Connecting Bitzer to Bazzermans. Genre and Rhetorical situation are interlinked as the genre is more like a category and categories are characterized by certain recognizable features, in the same way situations are defined by the characteristics present. The genre of a book or a film could be horror, and is considered horror because it may contain aspects of fear like ghosts or spiders and a situation may be rhetoric if it contains certain requirements like an existing emergency and a n audience. So they both have certain characteristic/defining features that enable them to exist.

BLOG POST 2: Genre

Genre : To me the word genre basically translates to a “type”. Most people consider the word “collection” to be to synonymous with genre. Although that sounds more professional and apt as a description for a COLLEGE LEVEL COURSE I’m going to stick with my definition of genre=type.

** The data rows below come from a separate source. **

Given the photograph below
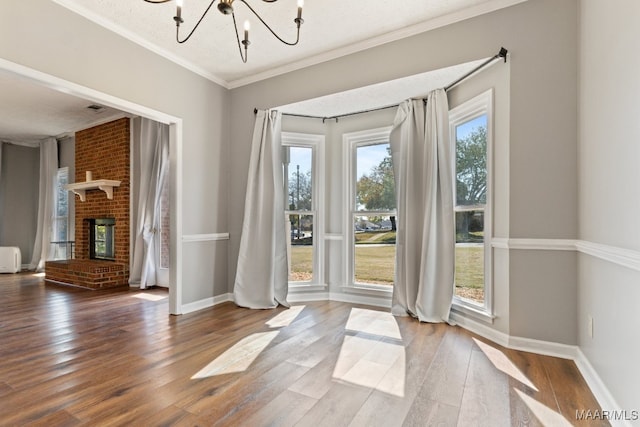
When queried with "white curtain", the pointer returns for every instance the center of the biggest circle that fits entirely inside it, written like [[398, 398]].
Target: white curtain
[[42, 249], [423, 169], [150, 161], [262, 275]]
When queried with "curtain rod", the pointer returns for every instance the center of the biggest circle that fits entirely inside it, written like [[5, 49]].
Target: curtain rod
[[501, 54]]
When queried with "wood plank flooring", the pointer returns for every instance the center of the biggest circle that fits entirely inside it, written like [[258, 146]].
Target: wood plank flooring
[[73, 357]]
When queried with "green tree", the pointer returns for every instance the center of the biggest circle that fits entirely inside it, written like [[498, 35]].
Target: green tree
[[471, 168], [471, 176], [376, 191], [300, 192]]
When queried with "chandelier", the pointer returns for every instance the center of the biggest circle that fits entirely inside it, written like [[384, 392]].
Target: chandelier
[[226, 8]]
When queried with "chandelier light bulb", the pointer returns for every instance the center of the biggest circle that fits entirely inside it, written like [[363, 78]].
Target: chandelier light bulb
[[226, 8], [247, 27]]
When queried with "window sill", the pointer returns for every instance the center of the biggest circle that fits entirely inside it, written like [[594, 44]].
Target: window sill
[[476, 313], [295, 287], [378, 290]]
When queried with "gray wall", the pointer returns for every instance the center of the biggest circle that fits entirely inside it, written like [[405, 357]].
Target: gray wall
[[542, 38], [61, 43], [19, 184], [609, 151]]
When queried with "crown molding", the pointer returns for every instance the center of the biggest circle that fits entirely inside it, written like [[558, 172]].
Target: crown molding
[[372, 42], [94, 17], [412, 30]]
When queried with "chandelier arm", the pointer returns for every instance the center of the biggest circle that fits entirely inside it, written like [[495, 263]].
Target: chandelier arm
[[298, 21], [195, 27], [245, 42]]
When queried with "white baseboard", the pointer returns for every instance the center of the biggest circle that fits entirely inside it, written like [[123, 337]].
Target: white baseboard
[[547, 348], [206, 303], [297, 297], [360, 299], [598, 388]]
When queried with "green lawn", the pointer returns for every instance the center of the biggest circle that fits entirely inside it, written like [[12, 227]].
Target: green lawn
[[376, 264]]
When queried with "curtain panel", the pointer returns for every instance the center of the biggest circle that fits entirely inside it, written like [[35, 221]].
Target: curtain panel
[[150, 163], [262, 273], [425, 247], [42, 249]]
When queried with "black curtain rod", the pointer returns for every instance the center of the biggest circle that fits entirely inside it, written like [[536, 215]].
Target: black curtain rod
[[501, 54]]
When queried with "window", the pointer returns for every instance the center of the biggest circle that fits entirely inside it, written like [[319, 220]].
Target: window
[[301, 167], [371, 216], [60, 224], [470, 125]]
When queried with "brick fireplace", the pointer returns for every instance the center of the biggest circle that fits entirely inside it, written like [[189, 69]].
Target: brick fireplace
[[104, 151]]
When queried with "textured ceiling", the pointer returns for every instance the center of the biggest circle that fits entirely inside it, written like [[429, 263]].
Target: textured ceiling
[[331, 28], [31, 112]]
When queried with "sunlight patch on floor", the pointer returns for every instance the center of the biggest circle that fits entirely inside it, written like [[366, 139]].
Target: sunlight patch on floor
[[374, 357], [286, 317], [149, 297], [373, 322], [544, 414], [239, 357], [502, 363]]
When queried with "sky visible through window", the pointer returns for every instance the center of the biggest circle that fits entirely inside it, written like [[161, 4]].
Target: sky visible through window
[[369, 157], [463, 130], [299, 156]]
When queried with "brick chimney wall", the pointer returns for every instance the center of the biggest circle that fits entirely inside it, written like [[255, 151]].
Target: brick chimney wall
[[104, 150]]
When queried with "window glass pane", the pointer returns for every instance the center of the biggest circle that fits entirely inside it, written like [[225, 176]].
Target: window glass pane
[[302, 254], [375, 249], [469, 275], [298, 169], [375, 188], [471, 162]]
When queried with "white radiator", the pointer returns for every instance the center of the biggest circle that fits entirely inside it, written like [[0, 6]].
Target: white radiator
[[10, 259]]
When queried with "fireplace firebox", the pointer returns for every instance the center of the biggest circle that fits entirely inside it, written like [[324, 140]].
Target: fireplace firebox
[[102, 238]]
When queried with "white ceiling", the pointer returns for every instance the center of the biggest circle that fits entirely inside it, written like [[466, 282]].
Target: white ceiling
[[332, 28], [30, 112]]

I’m used to being around a very diverse group of people that have very varied tastes and interests in almost every aspect of entertainment, life and so on, so whenever we have to decide on something together its always a mess. The first time I drove after I earned my Drivers license I was finally in charge of the radio, and all the passengers seated in the car had to listen to my music genre. Hmm ‘Genre’, odd way to describe the word, yes I would think so too. But sitting in a car with one person religious to rock and roll, another that resonates with R&B, someone that can sing any country song word to word and my sister that specifically only listens to classic compositions I realized that each ‘genre’ of music is so unlike the other and that each is so different and special to someone. Within each genre however every composition has some striking likeness. But what brings them all together is that they all mean something or are meant to convey some message through either their lyrics, rhythm, beat or symphonies. Similarly, when I sat and pondered on about it, it made me think about writing in the same way. Since I’ve been able to read I’ve always had a huge admiration for fiction work and fantasy and have always considered my “type of readings”. So maybe that’s why I come to think of genre as the same as a type in my odd millennial way of thinking.

Bazzermans definition of genre is more complex and is a “recognizable self reinforcing form of communication”. Recognizable because certain identifiable characteristics govern the genre. Self reinforcing because it asserts its position and reason of existence in the circumstance and it is as we all know used in speech hence “a form of communication”.

It comes into the picture of writing, because what we want to be understood by the readers may be misinterpreted and it is near impossible to gauge exactly how each person would react to the article or sentence without being face to face with them to witness their expressions or response.

He continues to explain genres as a collective of something that is identifiable by a set of certain features and is further defined by more genre specific features.